I am executing database queries which might result in thousands of rows.
The most simple way would to iterate over fetchall()
:
import pymysql
sql_command = "SELECT * FROM table WHERE some_condition;"
connection = pymysql.connect(...)
cursor = connection.cursor()
nof_affected_rows = cursor.execute(sql_command)
for row in cursor.fetchall():
# process row
However, I am afraid of memory exhaustion here. Thus, another naive approach would be to iterate over fetchone
, one element at a time.
import pymysql
sql_command = "SELECT * FROM table WHERE some_condition;"
connection = pymysql.connect(...)
cursor = connection.cursor()
nof_affected_rows = cursor.execute(sql_command)
while True:
row = cursor.fetchone()
if not row:
break
# process row
Now a colleague argued I should use fetchmany()
because it would retrieve multiple elements at once and thus would avoid roundtrips. At the same time I would stay in control of memory consumption.

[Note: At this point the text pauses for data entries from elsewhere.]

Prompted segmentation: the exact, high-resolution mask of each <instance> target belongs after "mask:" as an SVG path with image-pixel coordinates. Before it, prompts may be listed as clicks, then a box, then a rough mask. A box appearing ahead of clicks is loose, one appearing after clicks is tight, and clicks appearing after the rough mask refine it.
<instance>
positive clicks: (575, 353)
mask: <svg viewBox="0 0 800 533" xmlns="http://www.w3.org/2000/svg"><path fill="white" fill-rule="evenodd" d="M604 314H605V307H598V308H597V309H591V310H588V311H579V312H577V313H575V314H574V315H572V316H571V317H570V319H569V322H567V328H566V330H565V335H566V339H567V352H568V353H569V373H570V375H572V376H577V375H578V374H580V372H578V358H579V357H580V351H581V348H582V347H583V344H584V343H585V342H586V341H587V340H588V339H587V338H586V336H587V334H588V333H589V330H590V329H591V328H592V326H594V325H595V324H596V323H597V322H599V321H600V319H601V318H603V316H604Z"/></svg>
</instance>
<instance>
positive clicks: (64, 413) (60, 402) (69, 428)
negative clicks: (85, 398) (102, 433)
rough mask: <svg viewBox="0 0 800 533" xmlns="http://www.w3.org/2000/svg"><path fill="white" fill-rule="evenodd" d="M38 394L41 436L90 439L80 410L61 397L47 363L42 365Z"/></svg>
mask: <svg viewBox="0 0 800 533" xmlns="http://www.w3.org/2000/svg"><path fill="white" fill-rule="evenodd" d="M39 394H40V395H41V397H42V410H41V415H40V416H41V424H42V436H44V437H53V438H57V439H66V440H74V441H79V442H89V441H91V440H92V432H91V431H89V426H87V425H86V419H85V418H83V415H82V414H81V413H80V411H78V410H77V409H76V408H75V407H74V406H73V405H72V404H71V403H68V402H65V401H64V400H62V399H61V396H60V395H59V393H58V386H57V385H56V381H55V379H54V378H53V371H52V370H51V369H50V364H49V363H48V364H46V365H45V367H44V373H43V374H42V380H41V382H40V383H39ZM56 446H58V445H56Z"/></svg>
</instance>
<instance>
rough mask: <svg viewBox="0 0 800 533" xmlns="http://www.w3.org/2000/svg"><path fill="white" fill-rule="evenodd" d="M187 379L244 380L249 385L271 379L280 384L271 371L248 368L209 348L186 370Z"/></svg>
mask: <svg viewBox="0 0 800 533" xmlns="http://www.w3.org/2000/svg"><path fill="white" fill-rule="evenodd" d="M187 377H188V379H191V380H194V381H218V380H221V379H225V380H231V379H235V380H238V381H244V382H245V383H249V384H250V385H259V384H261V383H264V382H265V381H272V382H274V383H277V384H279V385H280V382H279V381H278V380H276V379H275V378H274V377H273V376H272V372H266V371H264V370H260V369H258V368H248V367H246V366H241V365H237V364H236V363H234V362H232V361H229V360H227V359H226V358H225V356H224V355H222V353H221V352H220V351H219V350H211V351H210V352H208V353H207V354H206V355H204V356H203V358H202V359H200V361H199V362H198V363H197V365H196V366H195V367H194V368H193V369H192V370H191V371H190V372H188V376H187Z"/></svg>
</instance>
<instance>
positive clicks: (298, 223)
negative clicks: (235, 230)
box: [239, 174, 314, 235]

Is that true? Is fetchone()
buffered or not. If it is buffered, to which extend?
PyMySQL eagerly downloads all elements when executing the query.
Unfortunately, I was unable to find definite statements in the documentation. Therefore I conducted a small experiment.
I started IPython and executed the following code snippet:
import pymysql
sql_command = "SELECT * FROM table WHERE some_condition;"
connection = pymysql.connect(...)
cursor = connection.cursor()
nof_affected_rows = cursor.execute(sql_command)
This resulted in approx. 450000 rows to load.
In a separate terminal, I monitored the memory consumption of IPython using htop
. The memory consumption went up from 0.1% to 7.3% which corresponds to approx. 2.2GiB of memory.
After I disconnected from the network, I was still able to retrieve all elements from the Cursor.
Therefore I conclude that all rows are retrieved at cursor.execute()
. Thus, in PyMySQL the question of whether to use fetchone
, fetchmany
or fetchall
boils down to whatever is more convenient.